Gold and silver prices rose Tuesday but companies that mine the precious metals fell as the broader market gave up recent gains, signalling a lack of confidence in Europe's ability to solve its sovereign debt concerns.
In afternoon trading gold for August delivery rose $26.40 to $1,781.90 and silver added 78 cents to $40.80.
Most gold mining companies were lower, with Barrick Gold Corp. off 55 cents to $50.13, Agnico-Eagle Mines Ltd. down $1.11 to $63.60 and Hecla Mining Co. off 4.27 percent to $7.17.
Silver companies fared no better.
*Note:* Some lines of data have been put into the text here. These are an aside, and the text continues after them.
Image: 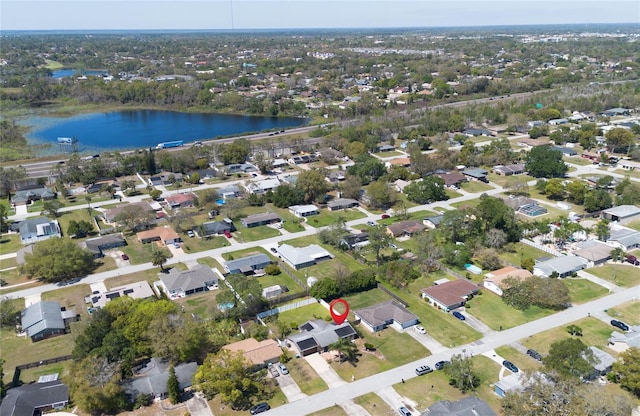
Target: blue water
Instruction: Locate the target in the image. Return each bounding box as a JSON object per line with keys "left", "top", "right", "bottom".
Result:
{"left": 216, "top": 199, "right": 226, "bottom": 205}
{"left": 21, "top": 109, "right": 307, "bottom": 155}
{"left": 51, "top": 69, "right": 106, "bottom": 79}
Silver Wheaton Corp. was down 2.9 percent to $37.54, Coeur d'Alene Mines Corp. fell 2.8 percent to $26.71 and Silvercorp Metals Inc. dropped 3.8 percent to $9.07.
The S&P 500 was down 15.34, or 1.27 percent, to 1,189.15 and the Dow Jones Industrial Average fell 109.51 to 11,373.39. The Nasdaq composite index declined 40.96 to 2,514.24.
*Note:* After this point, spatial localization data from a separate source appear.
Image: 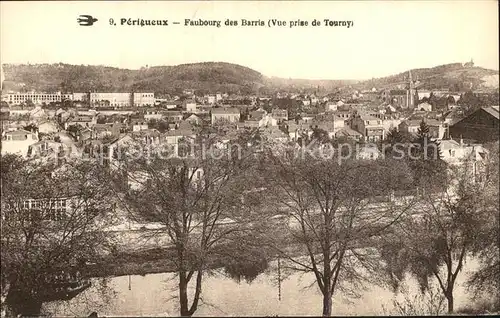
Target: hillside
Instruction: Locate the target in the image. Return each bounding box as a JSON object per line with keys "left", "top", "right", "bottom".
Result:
{"left": 1, "top": 62, "right": 265, "bottom": 95}
{"left": 356, "top": 63, "right": 499, "bottom": 91}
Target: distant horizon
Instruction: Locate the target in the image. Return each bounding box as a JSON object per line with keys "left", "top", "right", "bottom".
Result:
{"left": 2, "top": 60, "right": 498, "bottom": 83}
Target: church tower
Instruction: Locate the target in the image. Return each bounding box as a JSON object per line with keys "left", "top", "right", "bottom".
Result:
{"left": 406, "top": 70, "right": 415, "bottom": 109}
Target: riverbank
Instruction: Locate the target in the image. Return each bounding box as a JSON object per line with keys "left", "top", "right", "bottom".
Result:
{"left": 88, "top": 247, "right": 223, "bottom": 277}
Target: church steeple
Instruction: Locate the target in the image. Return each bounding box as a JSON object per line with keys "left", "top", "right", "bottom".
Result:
{"left": 406, "top": 70, "right": 415, "bottom": 109}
Traders were disappointed at news that Europe's strongest economy only grew 0.1 percent in the second quarter.
It's just a lack of confidence," said Peter Thomas of PFG Best. "It's a global situation. Germany just came out with startlingly bad numbers today. People couldn't believe they are doing so poorly."
Thomas also said investors, especially European ones, are opting for physical gold over stocks in gold mining companies because of a lack of confidence in paper assets.